Il piacere più grande sarà quello di Venezia, manco a dirlo, fra un mese e spicci. Nonostante una Mostra del Cinema post (o perdurante) Covid, a distanza di sicurezza. Comunque, l’importante è esserci. E ci saranno, Emma Dante, per la seconda volta in concorso al Lido dopo Via Castellana Bandiera (che valse la Coppa Volpi ad Elena Cotta), con Le sorelle Macaluso, sua opera seconda per il grande schermo, stavolta elaborata dall’omonimo spettacolo teatrale che ha girato con successo tutta Italia nelle passate stagioni, e le sue attrici per gran parte palermitane, da Serena Barone (una delle più belle, ormai di lungo corso, affermazioni di Teatés di Michele Perriera) a Simona Malato, Rosalba Bologna, la catanese Donatella Finocchiaro e purtroppo non ci sarà Ileana Rigano, la veterana di questo cast, etnea d’adozione artistica (tra i nomi di punta nei decenni passati dello Stabile catanese) ma nata nel capoluogo, scomparsa poco più di un mese fa.

Ma l’onore del red carpet veneziano toccherà anche ad un altro palermitano, Luigi Lo Cascio, nel cast di Lacci di Daniele Luchetti, che avrà il compito di aprire, fuori concorso, la kermesse cinematografica del Lido. E come per un passaggio di testimone, o un segno del destino, accadrà ben undici anni dopo che un altro palermitano, Francesco Scianna, ebbe lo stesso privilegio dell’inaugurazione fuori gara con Baaria di Peppuccio Tornatore: insomma, l’idealista, combattivo Peppino Torrenuova lascia il passo ad Aldo, marito infelice dell’altrettanto infelice Vanda (Alba Rohrwacher).

Prima ancora che a Venezia, Lo Cascio sarà a Siracusa sabato prossimo per il festival che l’Inda ha approntato – causa Coronavirus – al posto delle due tragedie e della commedia previste, «Per sole voci»: e sarà la versione moderna di Aiace nella riscrittura di Ghiannis Ritsos, dovrà insomma vedersela con il tormentato mito sofocleo. E lo stesso Scianna sarà anche lui al centro della scena di un altro importante festival isolano, le Orestiadi di Gibellina, appena una settimana dopo, sabato 8 agosto, a misurarsi invece con il cinema e Fellini in un omaggio alla Settima Arte con Lì dove nascono i sogni, una produzione della rassegna belicina inserita nel calendario ufficiale delle celebrazioni del centenario della nascita del genio romagnolo, accompagnato dalla tromba di Roy Paci che firma le musiche di questo appuntamento.

Interrotte bruscamente in teatro – causa Covid, e ti pareva! – le repliche del Marat Sade di Peter Weiss, da lui diretto e interpretato insieme con Filippo Luna in belle stoccate di fioretto dialettico-attoriale applauditissime dal pubblico, Claudio Gioè torna alla televisione e ci torna proprio accanto a Filippo Luna.
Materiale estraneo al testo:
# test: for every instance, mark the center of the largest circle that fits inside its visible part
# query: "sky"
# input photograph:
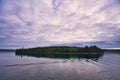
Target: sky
(36, 23)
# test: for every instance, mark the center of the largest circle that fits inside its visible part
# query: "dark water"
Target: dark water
(14, 67)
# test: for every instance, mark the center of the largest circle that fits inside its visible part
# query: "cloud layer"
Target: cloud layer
(32, 23)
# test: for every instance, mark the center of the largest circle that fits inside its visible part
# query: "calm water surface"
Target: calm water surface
(14, 67)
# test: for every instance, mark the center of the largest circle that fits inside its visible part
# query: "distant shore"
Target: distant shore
(7, 50)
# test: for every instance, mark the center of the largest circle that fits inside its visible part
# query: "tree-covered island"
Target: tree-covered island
(62, 52)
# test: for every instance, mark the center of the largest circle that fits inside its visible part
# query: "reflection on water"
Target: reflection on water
(39, 68)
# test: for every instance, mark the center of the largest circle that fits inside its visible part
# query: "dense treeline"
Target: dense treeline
(61, 49)
(91, 52)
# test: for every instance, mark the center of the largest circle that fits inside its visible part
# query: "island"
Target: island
(62, 52)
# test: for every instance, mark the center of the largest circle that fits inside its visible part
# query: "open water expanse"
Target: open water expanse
(13, 67)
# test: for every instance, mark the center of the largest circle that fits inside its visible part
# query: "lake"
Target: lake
(14, 67)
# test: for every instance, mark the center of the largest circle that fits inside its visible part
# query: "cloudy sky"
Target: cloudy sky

Gioè sarà Saverio Lamanna, l’ex portavoce, investigatore suo malgrado, mentre Luna impersonerà il vicequestore Randone, nati entrambi dalla penna di Gaetano Savatteri in Makari che Palomar (la società di Carlo Degli Esposti che ha siglato lo stratosferico successo di Montalbano per il piccolo schermo) sta per iniziare a girare nel Trapanese per conto di Rai1.
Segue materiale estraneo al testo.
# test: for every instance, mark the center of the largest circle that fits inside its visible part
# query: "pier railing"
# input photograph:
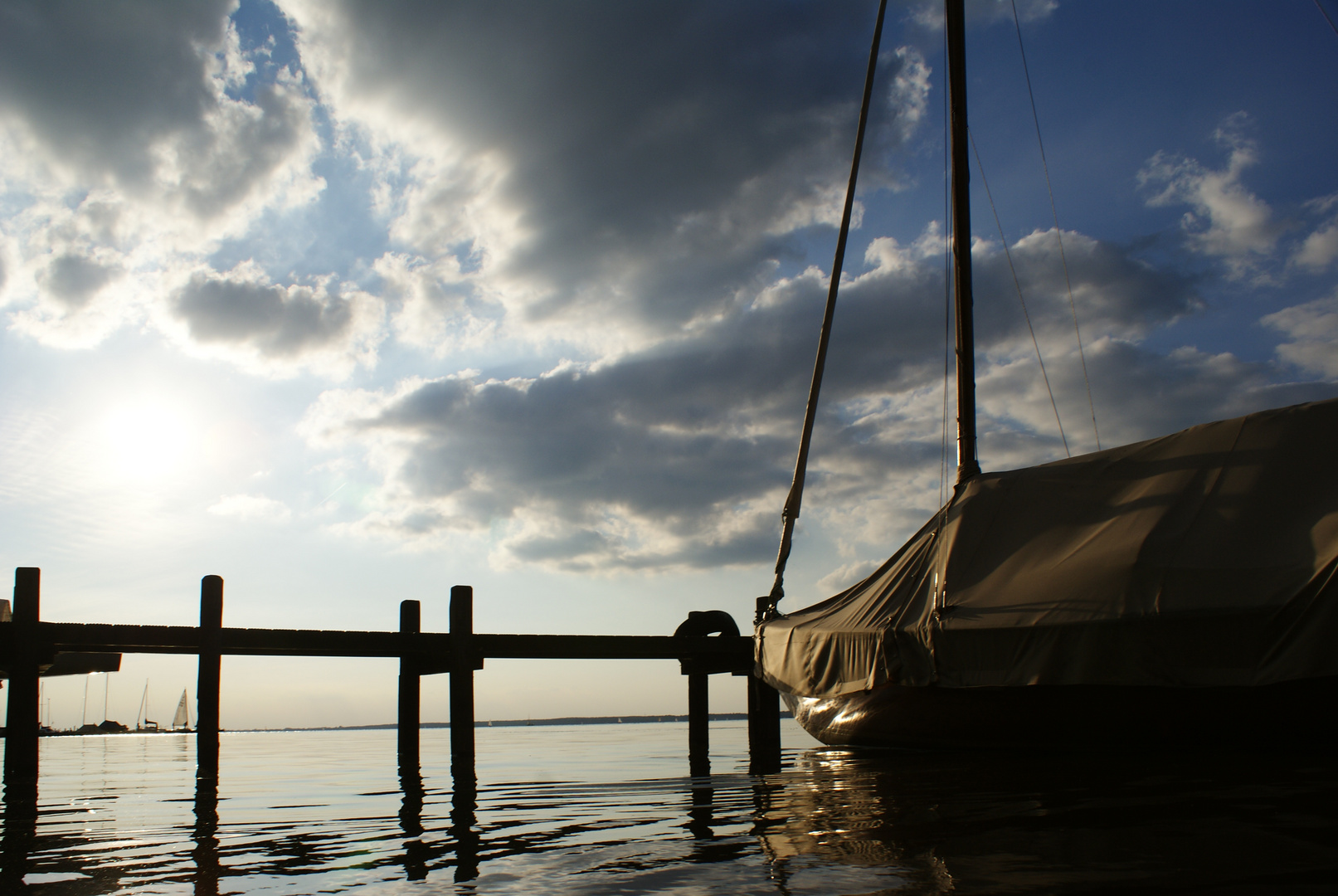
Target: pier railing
(707, 644)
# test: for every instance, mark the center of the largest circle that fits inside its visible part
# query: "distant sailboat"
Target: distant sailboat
(148, 725)
(181, 720)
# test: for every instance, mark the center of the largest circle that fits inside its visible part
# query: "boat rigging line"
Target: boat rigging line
(954, 22)
(1023, 301)
(1327, 17)
(1058, 234)
(767, 605)
(947, 299)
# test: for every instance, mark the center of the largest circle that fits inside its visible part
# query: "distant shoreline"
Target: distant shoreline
(504, 723)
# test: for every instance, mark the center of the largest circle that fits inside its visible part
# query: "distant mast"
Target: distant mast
(956, 26)
(182, 717)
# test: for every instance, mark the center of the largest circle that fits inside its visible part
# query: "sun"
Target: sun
(146, 441)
E sempre per restare nella schiera dei palermitani, è rimasto invece fedele al teatro Rosario Palazzolo, drammaturgo ormai affermato – nonostante quest’anno si sia concesso una fortunata digressione nel romanzesco con il fortunato esordio de La vita schifa – che per la prima volta ha “delegato” un suo testo per la scena, ’A cirimonia, a due siciliani di successo, Enzo Vetrano e Stefano Randisi, al debutto l’altra sera al Napoli Teatro Festival e, sempre che il virus lo consenta, in giro la prossima stagione.
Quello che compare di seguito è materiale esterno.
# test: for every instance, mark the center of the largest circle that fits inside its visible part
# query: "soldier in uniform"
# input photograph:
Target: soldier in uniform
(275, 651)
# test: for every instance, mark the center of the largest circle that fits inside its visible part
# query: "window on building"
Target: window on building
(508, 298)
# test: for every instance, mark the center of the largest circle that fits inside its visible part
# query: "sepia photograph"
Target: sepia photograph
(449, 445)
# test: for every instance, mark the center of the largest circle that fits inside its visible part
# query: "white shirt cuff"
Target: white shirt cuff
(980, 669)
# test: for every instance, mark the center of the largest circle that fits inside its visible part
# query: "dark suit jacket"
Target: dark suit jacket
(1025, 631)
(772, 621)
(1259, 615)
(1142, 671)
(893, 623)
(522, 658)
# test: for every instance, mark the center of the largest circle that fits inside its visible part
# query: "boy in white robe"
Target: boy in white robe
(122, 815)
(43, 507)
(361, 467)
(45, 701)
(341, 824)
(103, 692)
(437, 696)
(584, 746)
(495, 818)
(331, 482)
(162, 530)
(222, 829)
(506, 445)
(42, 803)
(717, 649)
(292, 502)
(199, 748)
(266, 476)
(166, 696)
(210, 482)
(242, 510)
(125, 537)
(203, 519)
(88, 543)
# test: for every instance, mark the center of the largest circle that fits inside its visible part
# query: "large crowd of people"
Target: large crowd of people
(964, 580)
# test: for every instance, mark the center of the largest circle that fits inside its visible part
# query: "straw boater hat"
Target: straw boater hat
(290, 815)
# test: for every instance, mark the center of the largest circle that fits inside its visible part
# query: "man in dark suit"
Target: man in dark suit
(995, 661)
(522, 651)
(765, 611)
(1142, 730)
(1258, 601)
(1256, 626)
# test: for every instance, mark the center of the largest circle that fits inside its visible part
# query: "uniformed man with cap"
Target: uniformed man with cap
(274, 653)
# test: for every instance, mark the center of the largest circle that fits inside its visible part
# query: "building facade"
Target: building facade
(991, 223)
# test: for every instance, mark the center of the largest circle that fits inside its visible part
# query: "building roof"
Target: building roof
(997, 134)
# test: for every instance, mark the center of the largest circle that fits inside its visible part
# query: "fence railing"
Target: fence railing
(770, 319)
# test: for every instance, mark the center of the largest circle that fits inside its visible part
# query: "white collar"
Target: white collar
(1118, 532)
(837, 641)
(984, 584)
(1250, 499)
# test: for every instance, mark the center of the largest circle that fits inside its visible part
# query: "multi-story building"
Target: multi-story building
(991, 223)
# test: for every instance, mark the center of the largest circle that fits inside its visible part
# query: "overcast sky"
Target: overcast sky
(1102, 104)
Ma se la generazione dei quarantenni-cinquantenni si dà da fare, non tace certo la «vecchia guardia». E così Tony Sperandeo – che non s’è ancora tolto la maschera di Vito Ciancimino indossata per Il delitto Mattarella di Aurelio Grimaldi al cinema – fa il esordio d’autore per la scena scrivendo e interpretando Con quella faccia un po’ così, un monologo in cui fa i conti con mafia e antimafia, con la retorica degli anniversari e delle celebrazioni e con quello che è cambiato e quello che no, un po’ alla sua maniera, ammette, senza intellettualismi né elucubrazioni politico-sociologiche. E si dice pronto – dall’alto dei 250 ruoli finora affrontati – a dirigere un film, buona sceneggiatura e produttore affidabile cercansi, l’appello è lanciato.